When asked how PLU prepared him for this next step he said, “PLU’s focus on critical thinking, always striving for students to seize every opportunity, and those professors that care about their student’s success by networking with them and pushing them to go for opportunities they would have otherwise thought unobtainable.”

Fitzgerald’s dream career would be the perfect combination of singing while pursuing a career in firefighting.

TessaTessa Heck ’12 (BFA Painting/Drawing) will be working toward an MFA in Visual Studies at Pacific Northwest College of Art. During her year off she studied Post-baccalaureate art and art therapy in Missoula, MT where she also taught elementary art at Zootown Arts Community Center.  She is currently living in Bozeman as a practicing artist and helping to start up a local cider house. During her time at PLU she received an Artistic Merit Scholarship, was on the Dean’s List, was a Scholar Athlete (Swimming) and won several awards in exhibition work in the University Gallery.

Tessa began selling her work after PLU, she’s held four shows and has sold more than 20 pieces. “I have learned to market my work and to be proud of what I do!”

“Through my education at PLU, I was able to study abroad in London and intern for a contemporary print gallery for art management,” Heck said. “This experience shaped my passion for art and taught me that art is a viable way to make a career. I gained self-confidence being far out of my comfort zone and learned how to be independent.  I also decided through this, I would one day attend graduate school for an MFA.”

Heck’s goal is to someday own a small business in the arts. She has also contemplated becoming a professor or art teacher.

“At this point I am unsure of what that will be exactly-but I know my entrepreneurial mindset will find something interesting!” Heck said. “Whatever I end up doing it is important to me to always be a practicing artist.”

Photograph by Megan Konkel

Photograph by Megan Konkel

Megan Konkel ’14 (Art History) – will be attending Pratt Institute for photography. She’s been a teacher’s assistant for photography classes the last two semesters, where she helps mix and track the chemistry used for photo development, while managing the classroom. Her work is currently up in the University Gallery as part of the Senior Exhibition: ART IS THIS. She’s also submitted work to the Philippine Relief Fund along with prominent alumni. She’s been doing more abstract and expressionist photography, and says that the program at Pratt is a perfect fit.

“You can dabble in different mediums, film, painting, sculpture, or anything you want,” Konkel said. “So, it’s more experimental and allows you more freedom of what you’re working with.”

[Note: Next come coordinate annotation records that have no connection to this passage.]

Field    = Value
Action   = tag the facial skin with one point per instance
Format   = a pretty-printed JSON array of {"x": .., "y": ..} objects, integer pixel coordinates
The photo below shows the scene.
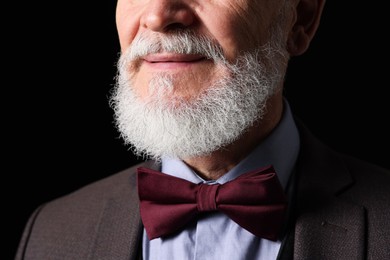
[{"x": 237, "y": 27}]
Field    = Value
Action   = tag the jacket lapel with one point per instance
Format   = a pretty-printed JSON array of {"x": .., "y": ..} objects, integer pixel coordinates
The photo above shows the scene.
[
  {"x": 119, "y": 234},
  {"x": 327, "y": 226}
]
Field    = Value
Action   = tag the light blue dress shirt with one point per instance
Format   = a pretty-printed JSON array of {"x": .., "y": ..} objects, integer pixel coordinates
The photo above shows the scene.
[{"x": 216, "y": 236}]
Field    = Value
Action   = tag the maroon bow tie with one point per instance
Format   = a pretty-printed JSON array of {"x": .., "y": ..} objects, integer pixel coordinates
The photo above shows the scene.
[{"x": 254, "y": 200}]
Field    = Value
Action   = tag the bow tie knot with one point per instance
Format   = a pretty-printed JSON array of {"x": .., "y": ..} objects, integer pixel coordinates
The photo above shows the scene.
[
  {"x": 254, "y": 200},
  {"x": 206, "y": 197}
]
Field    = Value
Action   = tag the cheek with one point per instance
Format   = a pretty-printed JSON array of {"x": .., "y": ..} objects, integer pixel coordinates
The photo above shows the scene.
[
  {"x": 234, "y": 31},
  {"x": 127, "y": 23}
]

“I think the PLU experience really tries to help guide you and help you figure out what you’re passionate about and what your interested in, and not just about money or what’s going to make you successful, but something you’re actually going to enjoy doing for 30+ years,” Konkel said. “I know a lot of students here come in thinking they’re going to do one thing and end up changing their mind. The professors and people in the Art Department, both art history and fine art are just wonderful, are really supportive and really try to help you out.”

Konkel’s not sure where she’s headed after graduate school, but will most likely look for photography jobs or internships.

“I’m hoping this will help me figure it out and give me some good contacts,” Konkel said.